CBD products have swamped the market not because of any new medical evidence, but because of a change in federal law. Late last year, Congress passed a farm bill that lifted a decades-old ban on growing hemp. As long as the plant contains less than 0.3 percent tetrahydrocannabinol, hemp can be grown legally anywhere in the United States by licensed farmers. The bill specifically said the U.S. Drug Enforcement Administration cannot regulate hemp products like CBD. So, it is now up to the FDA to manage the CBD craze. The agency has sent warning letters to companies marketing CBD products, telling them to stop making unfounded health claims for the substance. Companies have falsely claimed that CBD can stop cancer cells, slow the progression of Alzheimer disease, ease nerve pain and fibromyalgia, and curb withdrawal symptoms for people undergoing substance abuse treatment, the FDA letters state.
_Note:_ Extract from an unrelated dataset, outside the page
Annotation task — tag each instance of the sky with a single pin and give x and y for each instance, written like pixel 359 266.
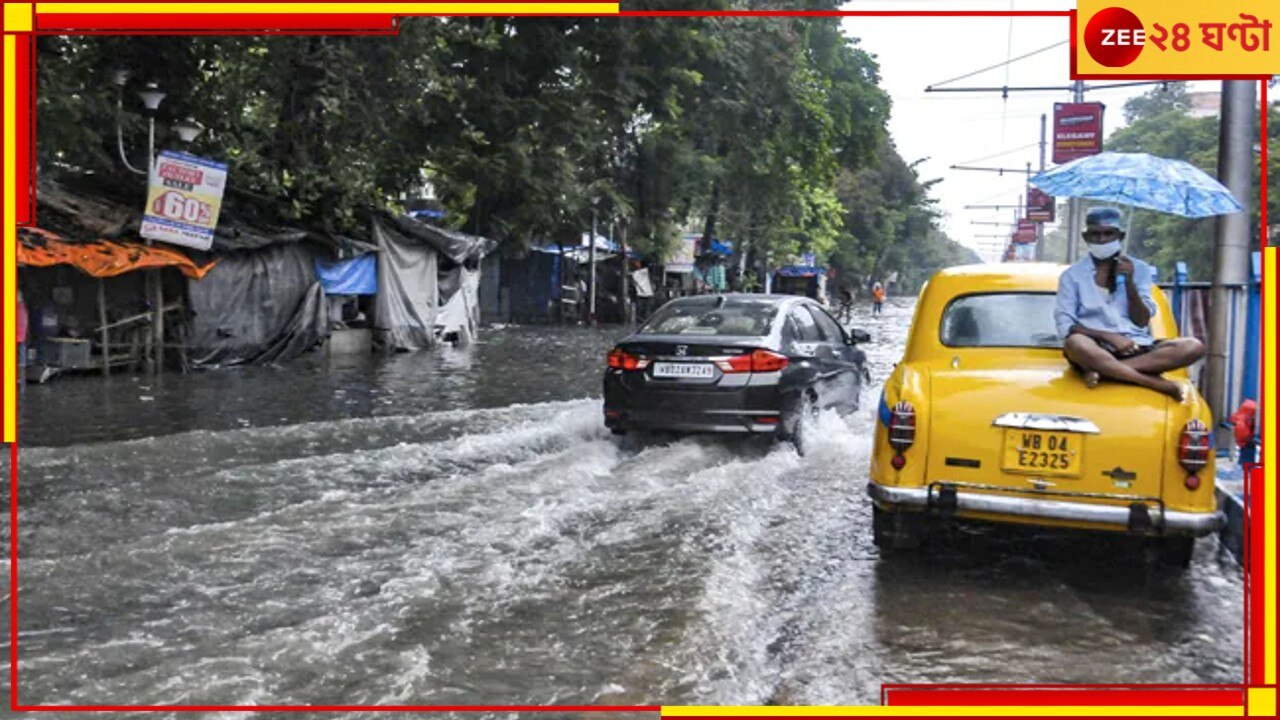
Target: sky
pixel 976 128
To date, there is only one use for CBD that has significant scientific evidence behind it — curbing the symptoms of rare forms of epilepsy. The FDA last year approved the drug Epidiolex to treat Dravet syndrome and Lennox-Gastaut syndrome. The medical evidence has shown that the highly purified CBD in Epidiolex can ease seizures. For the rest of CBD’s potential uses, there is too little evidence to make a firm conclusion.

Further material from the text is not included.